The Ambrose Bierce Site

the AMBROSE BIERCE site

NEW PRESS PUBLISHES
TWO BIERCE TITLES


From the publisher, Bart Schneider:

I moved back to the San Francisco Bay Area three years ago and have been trying to figure out how to make print publications that are relevant locally, but also beyond, at a time when the whole publishing industry is rushing to establish their digital status. I decided that the way to make it work is to create beautifully designed, and edited small books. Kelly's Cove Press www.kellyscovepress.com focuses on Northern California literature and art. All our covers feature reproductions of work by leading Northern California painters.

As for Ambrose Bierce, I believe that he's one of our greatest writers and that his work has retained its relevance. In the Bay Area, many people have heard of Bierce, but few have read him. He's a writer who was rarely edited or published well, so a stream-lined version of The Devil's Dictionary, without large hunks of doggerel and faux scholarship, liberates that book and gives new readers more access to what should be a popular and highly useable book, The Best of the Devil's Dictionary.

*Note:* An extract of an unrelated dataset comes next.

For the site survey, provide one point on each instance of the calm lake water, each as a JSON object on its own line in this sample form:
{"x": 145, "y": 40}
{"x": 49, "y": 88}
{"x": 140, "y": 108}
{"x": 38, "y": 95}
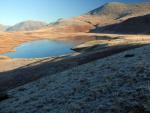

In my introduction to that edition, www.kellyscovepress.com/intro-for-the-devils-dictionary, I compare Bierce as a satirist to Lenny Bruce rather than Jonathan Swift. Bruce got busted in San Francisco for uttering honest Anglo-Saxon words--words that cry out for good Biercian definition--nearly 100 years after Bierce started knocking out his definitions in SF newspaper columns. An appendix to our edition, prints 350 words Bierce didn't get a chance to define and invites readers to contribute Biercian definitions at our website. It's fun to imagine Bierce defining words we bandy about like multitask and footprint, and I can imagine with enough interest, and the contributions of many, publishing a 21st Century Devil's Dictionary, filled with Biercian definitions.

Our other Bierce book this season is Civil War Stories, which publishes ten stories from Tales of Soldiers and Civilians, and his extraordinary essay, "What I Saw of Shiloh," all of which originally published in the SF Examiner.


Civil War Stories, in full color in a wide 8.5 by 9.5 format, is graced with reproductions from more than twenty paintings by master Sonoma realist Chester Arnold. Arnold's paintings have no direct relation to the Civil War but they share with Bierce a sense of the devastation and ruin men are capable of leaving behind.

In addition to the Bierce, we are publishing Kenneth Patchen: A Centennial Selection, which features poems and paintings by Patchen in a stunning edition. We are also publishing books by three contemporary Sonoma poets.

I'm a novelist who grew up in San Francisco. Spent 25 years in Minnesota where I raised a family and founded a couple of magazines, Hungry Mind Review, and Speakeasy. Edited magazines for 20 years, while writing novels. Published two with Viking, two more with Random House imprints and have a fifth coming out in March with Counterpoint.